- Born: John Henry Relethford
- Education: State University of New York at Albany (Ph.D., 1980)
- Awards: 2017 Gabriel Lasker Distinguished Service Award from the American Association of Physical Anthropologists
- Scientific career
- Fields: Biological anthropology
- Institutions: State University of New York at Oneonta
- Thesis: Population structure and anthropometric variation in rural Western Ireland (1980)

= John Relethford =

American anthropologist

John H. Relethford is an American biological anthropologist and Distinguished Teaching Professor in the Department of Anthropology at the State University of New York at Oneonta (SUNY Oneonta). He is also an adjunct professor at Binghamton University.

==Education and career==
Relethford received his Ph.D. from the State University of New York at Albany in 1980. Before joining SUNY Oneonta, he was a postdoctoral researcher in the Department of Genetics at the Southwest Foundation for Biomedical Research. He was named a Distinguished Teaching Professor in 1998. From 2006 to 2007, he was the president of the American Association of Physical Anthropologists.

==Research==
Relethford's research focuses on human population genetics and the evolutionary origin of modern humans.

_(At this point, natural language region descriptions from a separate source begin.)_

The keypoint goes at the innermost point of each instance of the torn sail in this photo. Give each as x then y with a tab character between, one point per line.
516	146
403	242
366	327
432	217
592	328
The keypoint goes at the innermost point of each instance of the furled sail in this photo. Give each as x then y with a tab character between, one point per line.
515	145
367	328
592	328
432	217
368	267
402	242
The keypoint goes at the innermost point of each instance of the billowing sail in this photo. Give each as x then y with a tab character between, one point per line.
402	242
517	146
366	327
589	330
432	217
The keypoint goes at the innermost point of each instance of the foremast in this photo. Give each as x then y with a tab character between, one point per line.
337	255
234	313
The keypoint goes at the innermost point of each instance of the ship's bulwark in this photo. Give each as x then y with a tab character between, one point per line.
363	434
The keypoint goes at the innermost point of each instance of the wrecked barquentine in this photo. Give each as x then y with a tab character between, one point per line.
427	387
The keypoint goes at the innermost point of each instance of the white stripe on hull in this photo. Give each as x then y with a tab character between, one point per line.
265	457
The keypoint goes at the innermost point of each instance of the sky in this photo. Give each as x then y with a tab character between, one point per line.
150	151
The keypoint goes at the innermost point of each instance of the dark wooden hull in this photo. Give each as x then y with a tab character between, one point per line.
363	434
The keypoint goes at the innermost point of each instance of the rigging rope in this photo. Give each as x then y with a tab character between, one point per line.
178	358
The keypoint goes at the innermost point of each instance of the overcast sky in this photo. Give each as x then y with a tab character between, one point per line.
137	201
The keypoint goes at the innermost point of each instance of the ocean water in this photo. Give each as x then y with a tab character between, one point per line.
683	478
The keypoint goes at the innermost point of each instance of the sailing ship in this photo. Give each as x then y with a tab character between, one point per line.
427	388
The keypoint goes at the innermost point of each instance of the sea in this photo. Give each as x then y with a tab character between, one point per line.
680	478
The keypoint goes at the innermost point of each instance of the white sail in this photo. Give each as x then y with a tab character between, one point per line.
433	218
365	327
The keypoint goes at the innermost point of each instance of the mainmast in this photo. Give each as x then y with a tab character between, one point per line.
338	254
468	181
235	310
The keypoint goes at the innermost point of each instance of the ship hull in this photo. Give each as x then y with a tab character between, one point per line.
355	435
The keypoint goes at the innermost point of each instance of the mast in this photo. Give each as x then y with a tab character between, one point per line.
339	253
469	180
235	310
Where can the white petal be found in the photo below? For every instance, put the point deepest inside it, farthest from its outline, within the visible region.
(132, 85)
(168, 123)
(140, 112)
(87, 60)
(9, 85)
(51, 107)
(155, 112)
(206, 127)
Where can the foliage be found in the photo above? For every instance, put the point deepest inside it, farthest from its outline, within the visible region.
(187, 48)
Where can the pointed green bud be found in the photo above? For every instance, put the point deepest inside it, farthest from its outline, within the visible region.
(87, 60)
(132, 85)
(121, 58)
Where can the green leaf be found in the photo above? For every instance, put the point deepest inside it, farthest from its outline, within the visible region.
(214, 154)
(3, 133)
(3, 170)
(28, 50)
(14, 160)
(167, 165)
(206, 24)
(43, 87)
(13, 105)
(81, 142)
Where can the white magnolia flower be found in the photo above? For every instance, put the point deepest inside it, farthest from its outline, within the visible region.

For example, he has proposed his own version of the "Out of Africa" model, the standard theory for the evolution of modern humans; he has described his model as placing human origins "mostly out of Africa".

==Honors and awards==
Relethford received the Chancellor's Award for Excellence in Teaching in 1994–1995, and the first recipient of SUNY Oneonta's Susan Sutton Smith Prize for Academic Excellence in 1995. In 2001, he was elected a fellow of the American Association for the Advancement of Science. In 2017, he received the American Association of Physical Anthropologists' Gabriel Lasker Distinguished Service Award.